You’re Not Burned Out From Working Too Hard. You’re Burned Out From Running on the Wrong Fuel.
June 18, 2026
You are doing everything according to plan.
Your wall calendar, planner and iPhone notes map every milestone toward the quarter, the year and the version of success you have been building. From the outside, your life looks like ambition in motion. But from the inside, you are running on fumes.
You tell yourself things will settle after the next launch, the next hire, the next revenue goal. But you cannot keep on your current track without the inevitable happening. As my Jamaican grandmother would say, “one day the bottom will drop out.”

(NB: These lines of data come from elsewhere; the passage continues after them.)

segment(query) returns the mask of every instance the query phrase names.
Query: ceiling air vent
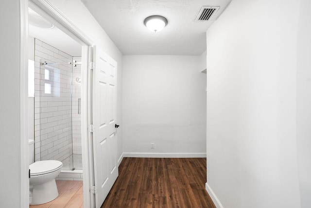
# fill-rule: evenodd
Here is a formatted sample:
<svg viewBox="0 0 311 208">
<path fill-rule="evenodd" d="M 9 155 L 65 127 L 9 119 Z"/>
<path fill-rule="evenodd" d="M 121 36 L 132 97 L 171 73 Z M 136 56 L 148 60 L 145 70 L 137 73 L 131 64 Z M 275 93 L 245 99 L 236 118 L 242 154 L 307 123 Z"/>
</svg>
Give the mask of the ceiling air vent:
<svg viewBox="0 0 311 208">
<path fill-rule="evenodd" d="M 219 6 L 202 6 L 195 21 L 209 20 L 219 9 Z"/>
</svg>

I learned this the hard way.
For years, I was in the proverbial grind: a full-time nonprofit role overseeing a multimillion-dollar program, raising twins as a single mother, teaching college courses, building my business and working toward a Ph.D. I grew accustomed to mediocre sleep, zero social life and the inability to consider the art of doing nothing.
Then my mother, the person closest to me, died unexpectedly.
This shattered my existence and unveiled how I understood time. My precious life had been floating by. It forced me to look honestly at what I had been postponing while I chased the next goal. Was I building a life I actually wanted? Had achievement itself become my only source of direction?
My lived experience and my original research of women executives gave birth to The Flourish Framework, for ambitious women who want to achieve their goals while thriving in a life they love.
Within a year of doing this work myself, I quit alcohol, got clear on my vision to support women, founded Executive Wellness Co., and became a functional nutrition expert. I still have big dreams, but my reverence for my life has given me the rootedness to thrive.
Your first step? Audit your sources of fuel.
Your identity.
Chances are you’ve learned to lead from a male standard: move faster, push harder, never say die. You override your instincts and suppress everything that threatens momentum.
But your innate qualities are your greatest strengths. Your intuition senses the deal that isn’t quite right. Your relational intelligence creates win-win partnerships. Your ability to build cultures where people feel seen and valued fuels wild success. You must give these qualities a chance to work.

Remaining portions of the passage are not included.